La manera en que ambos líderes bajaron de sus aviones anticipó el desenlace. El ruso, rápido y con energía, la mirada fija al frente, transmitiendo control. El estadounidense, en cambio, lento, escalón por escalón y con la vista puesta en los peldaños, proyectando inseguridad. El primero entró como dueño de la escena; el segundo, cuidando cada paso. Ese contraste visual, reforzado con el cálido apretón de manos y los aplausos de Trump al recibirlo, consolidó la narrativa de un Trump a la zaga del dictador ruso.
El saludo prolongado y sonriente fue más que protocolo: para Trump, la ilusión de mostrarse como mediador fuerte; para Putin, una jugada calculada de paridad en suelo estadounidense. El lugar tampoco fue casual: en 1867 Rusia vendió Alaska a EEUU, y la memoria de aquella pérdida sigue viva en la narrativa del Kremlin.
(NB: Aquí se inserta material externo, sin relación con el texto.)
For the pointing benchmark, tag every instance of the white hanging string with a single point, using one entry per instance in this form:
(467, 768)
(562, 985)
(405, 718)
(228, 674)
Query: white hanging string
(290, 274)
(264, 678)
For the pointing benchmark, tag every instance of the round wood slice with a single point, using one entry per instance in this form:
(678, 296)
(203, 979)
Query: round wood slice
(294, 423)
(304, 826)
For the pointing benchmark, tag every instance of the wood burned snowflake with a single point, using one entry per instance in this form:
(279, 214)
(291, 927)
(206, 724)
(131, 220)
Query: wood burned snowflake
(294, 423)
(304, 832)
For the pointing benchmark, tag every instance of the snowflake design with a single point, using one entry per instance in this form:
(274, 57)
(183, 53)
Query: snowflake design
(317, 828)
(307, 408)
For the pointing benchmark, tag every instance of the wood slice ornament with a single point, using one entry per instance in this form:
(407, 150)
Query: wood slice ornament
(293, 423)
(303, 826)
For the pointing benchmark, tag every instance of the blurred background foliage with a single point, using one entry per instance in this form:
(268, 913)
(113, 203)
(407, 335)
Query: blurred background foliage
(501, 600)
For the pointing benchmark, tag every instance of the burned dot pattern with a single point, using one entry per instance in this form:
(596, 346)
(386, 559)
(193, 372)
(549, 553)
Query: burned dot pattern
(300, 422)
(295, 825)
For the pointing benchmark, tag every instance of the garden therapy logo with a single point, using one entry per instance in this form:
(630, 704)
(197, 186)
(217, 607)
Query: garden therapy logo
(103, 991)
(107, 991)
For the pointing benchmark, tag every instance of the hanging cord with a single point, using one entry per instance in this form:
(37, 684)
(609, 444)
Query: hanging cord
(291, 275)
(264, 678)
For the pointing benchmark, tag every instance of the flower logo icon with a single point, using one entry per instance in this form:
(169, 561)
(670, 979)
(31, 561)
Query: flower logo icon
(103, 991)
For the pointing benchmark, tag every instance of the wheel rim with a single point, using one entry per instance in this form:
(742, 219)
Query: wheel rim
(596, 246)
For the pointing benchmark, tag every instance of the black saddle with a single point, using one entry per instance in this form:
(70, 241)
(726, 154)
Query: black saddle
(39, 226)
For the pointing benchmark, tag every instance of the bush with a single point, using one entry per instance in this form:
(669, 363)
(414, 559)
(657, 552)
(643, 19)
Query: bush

Tras la escenografía hubo sustancia: un éxito para Rusia, un fracaso para EEUU. La cumbre no produjo ni alto al fuego ni compromisos verificables. Trump, que presumía de cerrar tratos en minutos, salió con las manos vacías después de una reunión de tres horas. Había prometido sanciones drásticas si Putin no aceptaba poner fin a la guerra, pero tras la reunión ni las mencionó. Lo que sí hizo fue alinearse con la narrativa rusa: declaró que el conflicto debe terminar no con un simple cese al fuego, sino con un “acuerdo de paz” que contemple las exigencias de Moscú, incluida la pérdida definitiva del 20% del territorio ucraniano. En otras palabras, Trump abandonó a Ucrania y a sus aliados europeos, dándole carta blanca a Putin para futuras agresiones, incluso contra países que ni siquiera formaron parte de la URSS.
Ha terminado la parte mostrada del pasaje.